The focus on the future is fitting given Jassy's career is defined by his leading Amazon into a wholly new market: cloud computing. Amazon Web Services rents space and software programming for customers to run their technical operations on the company's servers. The arm now fuels Amazon's profits and dominates the cloud market just as the company leads the world of e-commerce.

Jassy, who joined Amazon after graduating from Harvard Business School, worked as a technical assistant for Bezos in the early 2000s and was instrumental in leading the company's push outside of book sales.

Jassy's rise to the top job looked clear after longtime executive and consumer chief Jeff Wilke announced his retirement after more than two decades with the company. Wilke was Amazon's second most high-ranking official along with Jassy.

His attitude of embracing change also made him a favorite.

At the same speech in December, Jassy noted just 83 of the Fortune 500 companies from 1970 are still on the list -- and only half are on the list from 2000.

"It's really hard to build a business that sustains for a long period of time," Jassy said, adding, to stay on the list, he said, "you are going to have to reinvent yourself" and often more than once.

He said the pandemic has boosted the shift to the cloud.

"When you look back on the history of the cloud it will turn out the pandemic accelerated cloud adoption by several years," Jassy said.

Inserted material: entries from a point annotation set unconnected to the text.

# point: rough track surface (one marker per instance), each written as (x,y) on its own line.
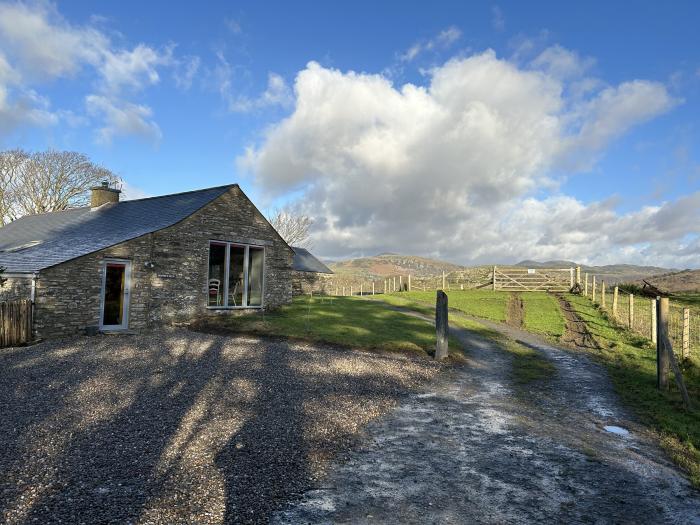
(576,334)
(515,312)
(181,427)
(476,449)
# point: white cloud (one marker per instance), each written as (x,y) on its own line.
(122,118)
(39,45)
(133,69)
(451,168)
(498,22)
(443,40)
(277,92)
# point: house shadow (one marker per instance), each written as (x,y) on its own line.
(174,426)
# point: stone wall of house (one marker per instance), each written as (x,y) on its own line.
(307,282)
(175,289)
(16,288)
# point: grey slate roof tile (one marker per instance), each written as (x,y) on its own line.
(52,238)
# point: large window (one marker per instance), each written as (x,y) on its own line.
(235,275)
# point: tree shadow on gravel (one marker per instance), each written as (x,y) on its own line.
(180,427)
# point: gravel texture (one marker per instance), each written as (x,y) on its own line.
(182,427)
(477,449)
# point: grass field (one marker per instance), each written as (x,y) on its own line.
(631,362)
(688,299)
(542,314)
(346,321)
(528,365)
(479,303)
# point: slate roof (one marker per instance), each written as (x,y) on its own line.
(35,242)
(305,262)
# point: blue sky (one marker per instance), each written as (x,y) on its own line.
(175,97)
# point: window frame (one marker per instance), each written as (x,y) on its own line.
(227,270)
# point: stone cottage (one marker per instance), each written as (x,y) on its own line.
(131,264)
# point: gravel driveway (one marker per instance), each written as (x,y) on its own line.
(181,427)
(478,449)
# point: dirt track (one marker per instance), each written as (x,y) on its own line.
(577,334)
(474,449)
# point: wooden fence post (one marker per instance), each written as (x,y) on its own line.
(653,320)
(441,326)
(662,364)
(594,288)
(631,318)
(686,333)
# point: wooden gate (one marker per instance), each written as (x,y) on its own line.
(15,323)
(533,279)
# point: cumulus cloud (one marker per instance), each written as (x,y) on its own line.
(39,45)
(456,168)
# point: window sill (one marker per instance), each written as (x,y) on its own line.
(234,307)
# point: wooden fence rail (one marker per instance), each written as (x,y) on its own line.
(15,323)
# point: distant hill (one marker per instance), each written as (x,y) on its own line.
(389,264)
(384,265)
(611,273)
(683,281)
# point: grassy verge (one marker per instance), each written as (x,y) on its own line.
(479,303)
(689,299)
(528,365)
(345,321)
(542,314)
(631,361)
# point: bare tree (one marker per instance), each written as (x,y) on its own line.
(292,226)
(46,181)
(11,163)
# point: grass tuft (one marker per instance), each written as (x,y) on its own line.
(631,362)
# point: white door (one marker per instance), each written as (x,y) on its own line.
(116,288)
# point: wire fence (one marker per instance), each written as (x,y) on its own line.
(638,314)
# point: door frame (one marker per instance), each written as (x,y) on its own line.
(127,294)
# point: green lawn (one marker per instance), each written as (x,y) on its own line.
(542,314)
(348,321)
(631,361)
(528,365)
(479,303)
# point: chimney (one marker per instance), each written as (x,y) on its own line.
(103,194)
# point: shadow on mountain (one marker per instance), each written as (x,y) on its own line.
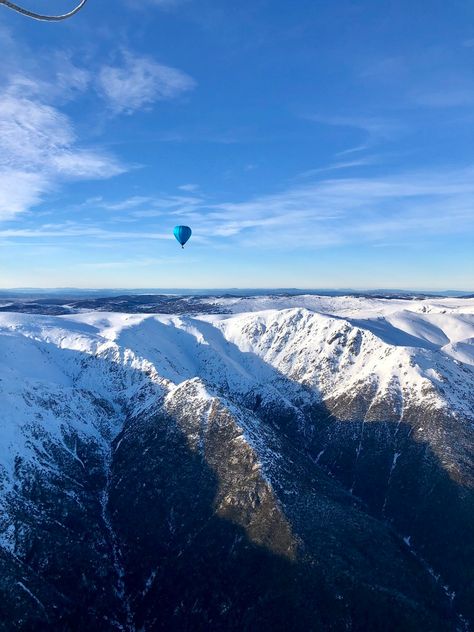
(167,562)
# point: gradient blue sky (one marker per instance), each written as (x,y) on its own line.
(308,144)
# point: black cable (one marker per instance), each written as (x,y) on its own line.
(39,16)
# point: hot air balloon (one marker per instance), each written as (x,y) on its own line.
(182,234)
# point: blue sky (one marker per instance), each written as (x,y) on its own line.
(308,144)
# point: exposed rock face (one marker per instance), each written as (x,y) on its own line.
(276,470)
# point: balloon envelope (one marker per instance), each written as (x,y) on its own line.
(182,234)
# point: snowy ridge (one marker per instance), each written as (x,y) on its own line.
(423,353)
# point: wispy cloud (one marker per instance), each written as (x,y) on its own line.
(347,210)
(138,82)
(39,149)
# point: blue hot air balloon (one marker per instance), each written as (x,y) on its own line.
(182,234)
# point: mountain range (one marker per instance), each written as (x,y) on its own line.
(238,463)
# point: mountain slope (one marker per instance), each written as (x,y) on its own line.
(238,471)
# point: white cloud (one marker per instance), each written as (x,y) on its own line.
(346,210)
(39,149)
(139,82)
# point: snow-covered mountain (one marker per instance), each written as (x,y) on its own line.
(293,462)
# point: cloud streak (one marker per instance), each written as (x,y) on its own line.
(139,82)
(39,149)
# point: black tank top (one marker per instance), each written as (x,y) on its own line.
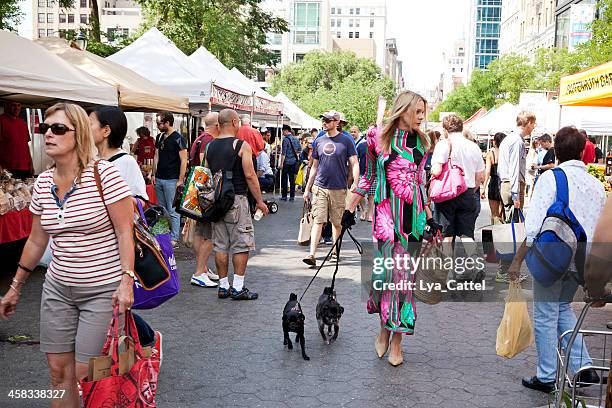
(220,156)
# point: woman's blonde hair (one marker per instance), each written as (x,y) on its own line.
(85,146)
(406,100)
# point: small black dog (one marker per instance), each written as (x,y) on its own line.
(293,321)
(329,313)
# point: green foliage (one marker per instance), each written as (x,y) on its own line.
(335,80)
(10,15)
(233,30)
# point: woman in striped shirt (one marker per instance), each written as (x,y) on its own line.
(91,269)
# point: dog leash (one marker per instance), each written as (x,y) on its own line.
(337,245)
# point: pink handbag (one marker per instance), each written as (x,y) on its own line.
(450,183)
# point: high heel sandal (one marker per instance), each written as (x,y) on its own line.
(381,349)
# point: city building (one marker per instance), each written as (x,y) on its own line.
(482,39)
(526,26)
(117,17)
(572,19)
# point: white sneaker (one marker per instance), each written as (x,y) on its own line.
(203,281)
(213,276)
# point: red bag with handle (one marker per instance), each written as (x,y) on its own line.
(137,387)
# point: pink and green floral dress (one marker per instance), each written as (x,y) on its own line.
(399,220)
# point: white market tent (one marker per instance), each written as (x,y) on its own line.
(135,91)
(36,77)
(298,117)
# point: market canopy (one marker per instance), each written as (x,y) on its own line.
(36,77)
(135,91)
(592,87)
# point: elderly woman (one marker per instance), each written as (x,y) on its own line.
(552,309)
(396,158)
(91,270)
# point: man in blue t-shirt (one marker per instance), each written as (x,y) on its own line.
(328,179)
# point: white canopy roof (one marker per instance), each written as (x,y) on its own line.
(156,58)
(34,76)
(135,91)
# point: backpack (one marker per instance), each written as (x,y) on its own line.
(215,206)
(560,242)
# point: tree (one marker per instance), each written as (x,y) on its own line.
(233,30)
(335,80)
(10,15)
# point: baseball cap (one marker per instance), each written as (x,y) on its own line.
(331,115)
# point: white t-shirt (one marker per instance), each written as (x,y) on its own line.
(84,245)
(465,154)
(130,172)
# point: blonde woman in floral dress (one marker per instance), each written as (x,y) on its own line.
(396,158)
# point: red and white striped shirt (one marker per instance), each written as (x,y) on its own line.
(84,246)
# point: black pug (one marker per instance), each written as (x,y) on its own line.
(293,321)
(329,313)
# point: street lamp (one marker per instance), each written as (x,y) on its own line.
(81,41)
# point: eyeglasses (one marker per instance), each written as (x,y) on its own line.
(56,128)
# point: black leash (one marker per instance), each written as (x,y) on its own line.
(337,245)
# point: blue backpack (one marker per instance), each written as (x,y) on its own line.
(560,242)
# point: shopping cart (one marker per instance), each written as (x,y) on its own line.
(567,395)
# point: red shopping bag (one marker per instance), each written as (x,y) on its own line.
(137,387)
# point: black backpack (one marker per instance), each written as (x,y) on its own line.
(213,211)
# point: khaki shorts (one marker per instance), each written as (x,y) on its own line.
(506,194)
(204,229)
(328,204)
(75,319)
(234,233)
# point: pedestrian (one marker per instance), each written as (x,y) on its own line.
(170,169)
(92,263)
(552,310)
(202,237)
(109,128)
(289,163)
(332,155)
(402,148)
(251,136)
(14,137)
(491,181)
(233,234)
(458,215)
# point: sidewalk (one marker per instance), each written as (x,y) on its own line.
(220,353)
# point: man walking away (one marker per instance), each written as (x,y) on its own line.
(328,179)
(233,234)
(170,168)
(202,239)
(289,163)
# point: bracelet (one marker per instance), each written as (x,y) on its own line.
(28,270)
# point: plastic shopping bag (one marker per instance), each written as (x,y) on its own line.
(515,332)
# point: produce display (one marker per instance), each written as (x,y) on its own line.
(14,194)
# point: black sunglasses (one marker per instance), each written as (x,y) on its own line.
(56,128)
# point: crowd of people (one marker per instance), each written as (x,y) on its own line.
(385,172)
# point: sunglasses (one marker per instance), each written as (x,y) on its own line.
(56,128)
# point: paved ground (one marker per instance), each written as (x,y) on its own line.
(220,353)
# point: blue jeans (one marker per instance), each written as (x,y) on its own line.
(165,191)
(550,319)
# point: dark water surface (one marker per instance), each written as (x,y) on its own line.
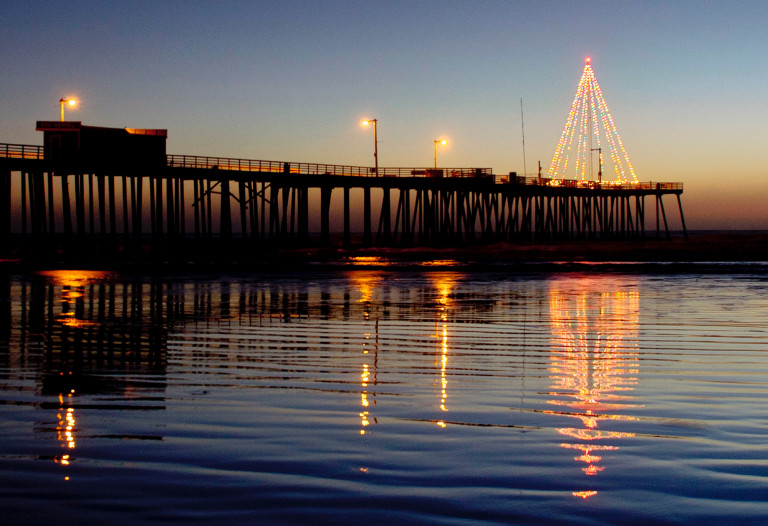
(384,398)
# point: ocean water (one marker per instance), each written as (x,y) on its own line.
(378,397)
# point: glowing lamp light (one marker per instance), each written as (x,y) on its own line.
(439,141)
(66,102)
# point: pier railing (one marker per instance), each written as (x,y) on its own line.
(251,165)
(27,151)
(593,185)
(21,151)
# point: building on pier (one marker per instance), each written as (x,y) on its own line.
(109,193)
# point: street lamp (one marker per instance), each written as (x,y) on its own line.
(443,142)
(366,122)
(63,102)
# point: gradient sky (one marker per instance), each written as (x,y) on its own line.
(686,82)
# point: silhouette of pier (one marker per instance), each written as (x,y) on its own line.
(116,193)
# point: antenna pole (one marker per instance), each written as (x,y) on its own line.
(522,124)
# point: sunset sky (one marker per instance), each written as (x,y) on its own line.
(686,82)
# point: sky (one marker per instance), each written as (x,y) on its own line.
(686,83)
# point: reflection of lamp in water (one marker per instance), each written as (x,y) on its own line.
(367,283)
(439,141)
(443,286)
(65,428)
(591,328)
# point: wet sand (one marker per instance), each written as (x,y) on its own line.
(745,249)
(736,247)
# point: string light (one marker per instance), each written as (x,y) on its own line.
(591,125)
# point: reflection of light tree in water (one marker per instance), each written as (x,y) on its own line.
(593,359)
(367,283)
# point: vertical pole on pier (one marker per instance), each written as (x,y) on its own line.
(138,211)
(385,221)
(112,211)
(180,214)
(226,213)
(367,216)
(325,214)
(170,198)
(66,206)
(198,202)
(5,213)
(243,209)
(125,207)
(91,205)
(304,214)
(80,202)
(101,191)
(682,218)
(660,203)
(347,234)
(51,209)
(23,202)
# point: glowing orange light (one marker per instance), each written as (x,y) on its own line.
(584,494)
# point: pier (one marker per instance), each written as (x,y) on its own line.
(115,193)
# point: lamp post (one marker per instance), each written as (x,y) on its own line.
(63,102)
(366,122)
(443,142)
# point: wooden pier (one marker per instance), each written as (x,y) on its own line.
(164,207)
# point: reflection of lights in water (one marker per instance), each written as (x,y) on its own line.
(440,263)
(367,283)
(363,261)
(593,367)
(444,286)
(73,283)
(65,428)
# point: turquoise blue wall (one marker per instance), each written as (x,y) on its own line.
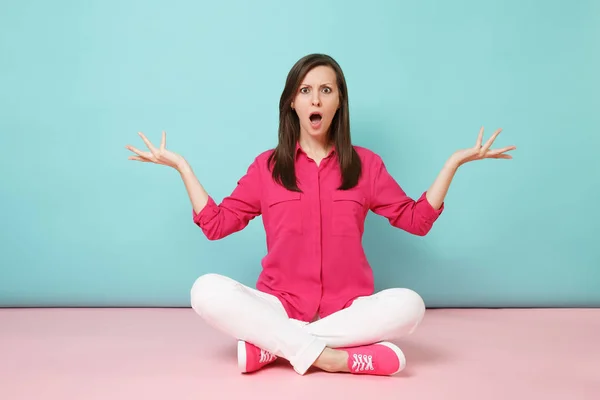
(83,226)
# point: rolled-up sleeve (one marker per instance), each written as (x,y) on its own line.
(235,211)
(389,200)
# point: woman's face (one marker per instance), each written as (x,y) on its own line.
(317,101)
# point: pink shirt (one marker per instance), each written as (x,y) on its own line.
(315,262)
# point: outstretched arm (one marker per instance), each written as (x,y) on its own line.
(216,221)
(438,190)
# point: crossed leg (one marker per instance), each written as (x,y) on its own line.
(260,319)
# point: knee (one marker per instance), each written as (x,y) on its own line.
(208,291)
(407,305)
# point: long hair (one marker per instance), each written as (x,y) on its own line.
(283,157)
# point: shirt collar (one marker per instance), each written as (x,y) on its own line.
(299,150)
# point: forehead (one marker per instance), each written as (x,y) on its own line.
(320,74)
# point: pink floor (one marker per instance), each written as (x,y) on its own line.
(170,354)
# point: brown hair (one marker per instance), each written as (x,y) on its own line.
(282,159)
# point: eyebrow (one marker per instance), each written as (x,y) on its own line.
(324,84)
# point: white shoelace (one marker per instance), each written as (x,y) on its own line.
(265,356)
(362,362)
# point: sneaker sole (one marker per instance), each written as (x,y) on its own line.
(242,356)
(399,353)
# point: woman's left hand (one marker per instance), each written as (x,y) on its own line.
(479,151)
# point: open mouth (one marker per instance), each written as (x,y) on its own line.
(315,118)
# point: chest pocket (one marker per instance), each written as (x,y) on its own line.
(348,213)
(284,213)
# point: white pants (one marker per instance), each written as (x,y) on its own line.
(260,319)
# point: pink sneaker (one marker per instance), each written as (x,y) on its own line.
(252,358)
(381,358)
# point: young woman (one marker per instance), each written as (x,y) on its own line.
(314,302)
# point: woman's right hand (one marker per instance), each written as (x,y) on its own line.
(158,155)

One of his big challenges has been navigating the loss of a $10 billion Pentagon cloud contract to Microsoft and Jassy did not mince words when going after former President Donald Trump for unfairly influencing the process.

Outside of Amazon, Jassy is an avid sports fan. Jassy is part-owner of the new Seattle National Hockey League franchise, the Kraken, which will join the league in the 2021-2022 season.